Irgendwann haben sie das Maximum der Amplitude erreicht und nähern
sich erneut der alltäglichen Gemengelage an. Was für alle
Aufbrüche gilt, das gilt auch für die Art von Aufmerksamkeit,
die darauf trainiert ist, Aufbrüche wahrzunehmen. Für den
professionellen Beobachter, gewohnt, Weite und Grad der Abweichung zu
bestimmen, sobald ein neuer Athlet in der Kunstszene seinen Wurf
präsentiert (stark? ›unglaublich‹ stark?), ist alles
Routine. Während der Automat in ihm das ›Ereignis‹
registriert, zeigt sich sein Blick anderweitig beschäftigt - von
der Schuhmarke des Adepten bis zum Augenaufschlag im unvermeidlichen
Medienplausch hinterher. Der Wurf, heißt das, verliert an
Bedeutung, er hat sie bereits verloren, sobald die Szene sich
angewöhnt hat, in Würfen zu denken, sie als unabdingbar
voraussetzt. Denn einmal vorausgesetzt sind sie das immer
Vorausgesetzte, der konventionelle Anlass, um sich über alles
Mögliche auszutauschen. Wer den Kick hat und wer nicht, das wird
nicht entschieden, das ist entschieden - in jener mythischen Vorzeit,
in der die Wahrnehmung umsprang. Das Publikum hat keine Schwierigkeiten
zu folgen, im Gegenteil, es reagiert erleichtert, dass ihm die
Mühen des Urteils erspart bleiben, dass es nicken darf, ohne zu
wissen, worum es geht, aber mit dem sicheren Instinkt, dass es um
nichts anderes geht als darum, es zu hofieren. Gönnerhaft im
Exzess, lässt es die Scheine knistern, die den Trubel in Gang
halten. /7 |
Desintegration. - Hat einer erst verstanden, dass nicht der Wurf zählt,
sondern das, was danach geschieht, dann begreift er auch,
dass es darauf ankommt, spielerisch, ohne übermäßigen
Kraftaufwand, über den Punkt hinweg zu gleiten, an dem
die meisten scheitern. Das professionelle Mittel zu diesem
Zweck heißt Desintegration. In einer Malerei, in der
alles ein bisschen an alles erinnert, erzielt die Vergröberung
eines beliebigen Elements das Mehr an Bedeutung, in dem Exponat
und Exponierender mühelos zueinander finden. Das Ergebnis
ist ein Modernismus aus zweiter Hand, der sich auf die Produktion
von Normen verlegt hat, eine Kunst, deren Macher das Alphabet
täglich neu auf den Markt werfen, weil sie im Stammeln
der aufs Analphabetentum zurückgeworfenen Sensiblen den
Zuspruch vernehmen, den sie in Lebensstil umzusetzen gedenken.
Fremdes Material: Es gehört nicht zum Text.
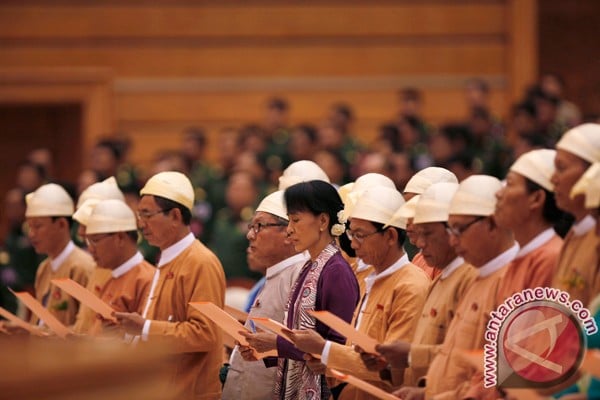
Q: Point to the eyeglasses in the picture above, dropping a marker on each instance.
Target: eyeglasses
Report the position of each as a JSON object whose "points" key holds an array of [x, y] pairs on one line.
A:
{"points": [[94, 241], [260, 225], [146, 215], [459, 230], [358, 236]]}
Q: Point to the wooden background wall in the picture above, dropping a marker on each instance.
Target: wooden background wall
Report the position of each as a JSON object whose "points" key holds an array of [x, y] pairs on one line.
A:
{"points": [[181, 63]]}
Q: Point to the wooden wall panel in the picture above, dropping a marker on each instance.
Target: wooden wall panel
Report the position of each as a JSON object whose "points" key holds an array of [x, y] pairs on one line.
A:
{"points": [[213, 64], [250, 21]]}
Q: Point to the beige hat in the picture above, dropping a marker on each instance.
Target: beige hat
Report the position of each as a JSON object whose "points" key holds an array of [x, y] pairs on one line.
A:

Format ist wählbar, eine Überzeugung, welche die
obligaten Museumsgrößen mit dem ringenden Ungefähr
eint, dessen aparte Darbietungsform die Häppchenkultur
der Vernissagen darstellt. Widerstand wäre zwecklos. /8 |
Flugtraum.
- Die erblätterte Welt ist die zerlesene. Die Zeichnung entsteht
aus der Textur der Zerlesenheit, aus Rissen und Sprüngen, die von
den Rändern her die Fläche erobern. Das Verfahren lässt
keine leeren Flächen zu; es zielt auf Wirkungen, die plastisch und
abstrakt sind. Fast - monochrome Geflechte, winzige Striche von
wechselnder Dichte bedecken den Bildraum, Ligaturen, Serifen.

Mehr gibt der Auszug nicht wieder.